Whereas it is this author’s opinion that human rights fact-finding mechanisms and criminal justice mechanisms are, and should remain, conceptually and operationally separate entities, it is undeniable that the international community places ‘seemingly ever-increasing reliance (…) on such investigations’.80 This is because situations coming under the attention of said fact-finding mechanisms are often beyond the reach of international justice, and thus fact-finding entities might often be the only mechanisms able to collect evidence and testimonies of international crimes. This is true not only for officially appointed UN fact-finding bodies, but also for local rights groups in the civil society who have equally been affected by the accountability turn.

Whereas the environment in which United Nations human rights fact-finding operates is invariably political, and as a consequence of this, their mandates and operations will inevitably be —to some extent— politicised, it is necessary to recognise that issues originating in the inconsistent methodology and lack of institutional memory of fact-finding mechanisms pose real challenges. Noting the improvements already undergone by both the OHCHR (in support of these mechanisms), as well as the broader human rights fact-finding community at large, this article calls for the solidification of a human rights fact-finding methodology, particularly insofar as the standardisation of investigations best-practices and the incorporation of forensic and other expertise among mechanisms’ staff is concerned.

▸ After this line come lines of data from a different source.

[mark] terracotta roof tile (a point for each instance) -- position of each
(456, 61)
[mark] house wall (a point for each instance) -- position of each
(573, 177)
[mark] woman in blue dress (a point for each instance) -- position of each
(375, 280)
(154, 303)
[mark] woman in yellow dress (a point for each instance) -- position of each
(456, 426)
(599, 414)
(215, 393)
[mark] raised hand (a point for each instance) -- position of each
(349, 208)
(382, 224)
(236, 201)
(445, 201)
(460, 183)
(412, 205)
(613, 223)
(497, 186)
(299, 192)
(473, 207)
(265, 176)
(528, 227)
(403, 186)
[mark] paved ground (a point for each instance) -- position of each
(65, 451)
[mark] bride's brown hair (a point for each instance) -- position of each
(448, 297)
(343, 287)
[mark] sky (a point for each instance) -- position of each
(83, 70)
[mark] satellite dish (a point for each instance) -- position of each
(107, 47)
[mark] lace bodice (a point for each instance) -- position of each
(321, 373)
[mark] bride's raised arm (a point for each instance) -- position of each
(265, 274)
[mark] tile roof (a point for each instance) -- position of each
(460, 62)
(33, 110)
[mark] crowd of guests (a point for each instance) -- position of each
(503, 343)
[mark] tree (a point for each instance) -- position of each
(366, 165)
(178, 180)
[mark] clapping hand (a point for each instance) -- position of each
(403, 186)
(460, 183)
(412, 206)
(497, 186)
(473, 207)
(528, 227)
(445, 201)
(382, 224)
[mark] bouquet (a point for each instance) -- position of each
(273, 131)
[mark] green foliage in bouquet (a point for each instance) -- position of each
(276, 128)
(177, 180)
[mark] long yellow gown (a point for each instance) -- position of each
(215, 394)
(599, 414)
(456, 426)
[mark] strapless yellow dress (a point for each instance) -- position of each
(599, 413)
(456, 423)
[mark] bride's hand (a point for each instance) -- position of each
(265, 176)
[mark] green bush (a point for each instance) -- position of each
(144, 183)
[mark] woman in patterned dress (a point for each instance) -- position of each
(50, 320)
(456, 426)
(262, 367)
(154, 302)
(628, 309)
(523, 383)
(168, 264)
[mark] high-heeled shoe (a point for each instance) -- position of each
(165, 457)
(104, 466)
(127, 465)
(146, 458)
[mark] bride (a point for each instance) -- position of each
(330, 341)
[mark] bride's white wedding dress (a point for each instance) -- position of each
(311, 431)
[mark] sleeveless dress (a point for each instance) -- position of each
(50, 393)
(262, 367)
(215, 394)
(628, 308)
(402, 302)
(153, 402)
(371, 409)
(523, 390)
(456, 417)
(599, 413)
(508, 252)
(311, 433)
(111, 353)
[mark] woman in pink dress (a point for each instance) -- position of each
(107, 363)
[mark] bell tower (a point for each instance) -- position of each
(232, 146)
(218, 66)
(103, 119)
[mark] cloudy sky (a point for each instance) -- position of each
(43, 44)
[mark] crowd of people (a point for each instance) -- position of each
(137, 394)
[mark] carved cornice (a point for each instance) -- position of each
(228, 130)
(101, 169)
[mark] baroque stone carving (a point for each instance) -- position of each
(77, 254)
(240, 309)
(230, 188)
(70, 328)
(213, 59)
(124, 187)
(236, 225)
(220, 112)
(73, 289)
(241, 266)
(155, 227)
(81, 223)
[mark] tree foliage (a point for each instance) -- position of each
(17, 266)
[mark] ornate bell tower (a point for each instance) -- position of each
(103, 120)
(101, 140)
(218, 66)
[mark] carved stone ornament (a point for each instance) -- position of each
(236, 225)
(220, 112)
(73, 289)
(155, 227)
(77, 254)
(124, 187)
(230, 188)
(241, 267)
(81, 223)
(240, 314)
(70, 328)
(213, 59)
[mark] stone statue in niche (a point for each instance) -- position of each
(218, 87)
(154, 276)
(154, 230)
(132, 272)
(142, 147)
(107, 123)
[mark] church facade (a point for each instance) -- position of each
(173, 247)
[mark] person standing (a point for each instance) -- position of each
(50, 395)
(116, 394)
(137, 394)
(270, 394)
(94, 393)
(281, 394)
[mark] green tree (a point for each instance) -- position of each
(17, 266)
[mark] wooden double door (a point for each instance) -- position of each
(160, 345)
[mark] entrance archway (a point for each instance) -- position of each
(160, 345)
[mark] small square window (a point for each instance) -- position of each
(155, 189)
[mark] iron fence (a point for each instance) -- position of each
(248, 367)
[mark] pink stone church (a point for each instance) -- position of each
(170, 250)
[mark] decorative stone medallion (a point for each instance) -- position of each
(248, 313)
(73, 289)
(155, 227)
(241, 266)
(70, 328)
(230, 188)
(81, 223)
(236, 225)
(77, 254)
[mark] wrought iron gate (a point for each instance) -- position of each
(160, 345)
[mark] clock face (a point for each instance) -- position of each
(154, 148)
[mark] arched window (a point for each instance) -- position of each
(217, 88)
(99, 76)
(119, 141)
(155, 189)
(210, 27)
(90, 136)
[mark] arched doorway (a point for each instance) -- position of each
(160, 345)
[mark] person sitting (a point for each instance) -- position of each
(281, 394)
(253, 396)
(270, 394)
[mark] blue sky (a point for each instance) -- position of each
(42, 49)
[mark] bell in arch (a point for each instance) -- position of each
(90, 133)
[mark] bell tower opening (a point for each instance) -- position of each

While unclear and often unrealistic mandates, as well as the political forces behind them, will continue to submit the operability and achievements of human rights fact-finding to political and other (including budgetary) dynamics, a solid, sustained, and centralised guidance on operations, best practices, and standardised procedures for the collection, archival, and preservation of information relevant to international crimes is necessary, and can benefit both official and unofficial inquiries. A clear articulation of the standards adopted and best practices followed by human rights fact-finding will both diminish windows of opportunity for (inevitably politically-motivated) criticism, and bolster the credibility of findings. What is more, a clearly identified and centrally-mandated methodology will, paired with proper collection and preservation procedures, enable subsequent criminal accountability mechanisms to take in greater consideration of human rights fact-finding results, perhaps enhancing these mechanisms’ ability to contribute more strongly and directly not only to the record of injustices, but also to the delivery of justice.